I have been to as many lessons as him of course (being his driver and all) but I just don’t get it. Phil just has to say “G” or “F” and Ryan is strumming like he knows exactly what he’s asking for. He doesn’t even have to say it any more, he just points to the paper and Ryan READS what to do. It’s insane. He knows that this note on this line means you have to put these fingers here and strum across these specific strings. CRAZY. He’s even learning how long it says to hold that note. Although he tends to rush through the counting though. I’ve listened to everything his teacher has said and it doesn’t make any sense to me. It’s almost like my brain just rejects that information. It’s like trying to walk through a closed door. I am right with you……and then…….BOOM. Closed door. I no longer have any idea what you are saying.
I should probably comment here on Easter this year. It was on Sunday, April 12th this year (2009). It was really sketchy for a minute. Grandma Cook fell and scratched herself up really bad a month or 6 weeks before so she wasn’t quite sure if she could host Easter this year, which left all of us in a panic thinking about what back up plans we should have in place for the inevitable day when she isn’t well enough to host it (she is in her 80’s now). But she is ok now.

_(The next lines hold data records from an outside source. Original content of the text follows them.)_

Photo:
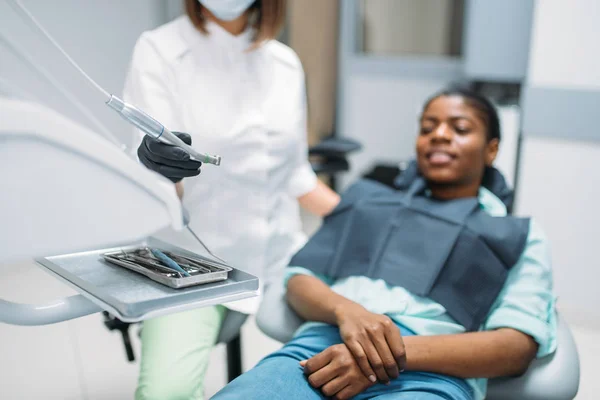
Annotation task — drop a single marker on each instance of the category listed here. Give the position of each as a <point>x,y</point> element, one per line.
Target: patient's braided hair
<point>480,103</point>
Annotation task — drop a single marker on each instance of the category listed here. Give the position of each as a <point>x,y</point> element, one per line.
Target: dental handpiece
<point>155,129</point>
<point>130,113</point>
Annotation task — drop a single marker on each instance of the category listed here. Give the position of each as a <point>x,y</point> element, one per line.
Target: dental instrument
<point>130,113</point>
<point>168,261</point>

I went overboard on the baskets AGAIN this year. Picking up little stuff here and there since Valentine’s Day, and then, I go to put it all together, and it’s chaos. Movies, candy, yo-yo’s, bubbles, paper grass (because plastic grass is the spoils of lucipher), balls, magnifying glasses, gift cards—and yet I still feel guilty for not getting kites, sunglasses, and sidewalk chalk. Isn’t that funny? I wonder if we had a lot of stuff in our Easter baskets when we were little. I bet everything was more expensive and harder to find!